GCC and Precompiled Headers

Current GCC (i.e. 4.7) and previous versions of it works nicely with precompiled headers only when you have a single common header to your application, and when that single header (which includes in turn all the system ones, and the library specific ones, required by the application) is #include-d (as the first non-comment lexeme of your sources) by every source of your application.

So you should have a single yourapp.h and have every source file (i.e. every compilation unit) of yourapp starting with #include "yourapp.h" with the same preprocessing options (i.e. -D or -I or -U) on the command line. That youapp.h header file is usually #include-ing many others, e.g. system headers (or GTK or Qt ones) like <stdlib.h> or <sys/poll.h> or [in C++] <algorithm> or <gtk/gtk.h> or <QtGui> etc.

Recall that -H is a useful option to get gcc tell you what is included.

Your source files might have some additional #include after #include "yourapp.h" if so wanted.

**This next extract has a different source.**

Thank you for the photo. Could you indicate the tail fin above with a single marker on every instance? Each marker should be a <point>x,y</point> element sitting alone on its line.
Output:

After a [single] precompiled header has been included by GCC, you may of course #define macros, #include some non-precompiled header, do conditional compilation with #ifdef, etc. But that preprocessing won’t be “pre-compiled”!

This may not fit your needs or habits.

Some people (notably from Google, notably Diego Novillo) are working on the PreParsed Header (pph) branch to improve the situation, but the current GCC trunk has not got that work yet.

The explanation about that behavior of GCC is that a preprocessed header is essentially a persistent serialized checkpoint of the entire GCC heap (related to memory management inside GCC thru Ggc and GTY and gengtype). That checkpointed heap can be loaded only when gcc is in its initial empty state. As soon as something is known to gcc (actually cc1 or cc1plus) it cannot load any more any precompiled header file *.h.gch and will revert to parsing the textual header file *.h.


addenda (november 2014 and later)

Even GCC 4.9 wants a single precompiled header. The pre-parsed header effort by Diego Novillo et al. has been abandoned.

Future versions (post C++14) of the C++ standard might define a module mechanism. See e.g. n4047 proposal and the C++20 standard.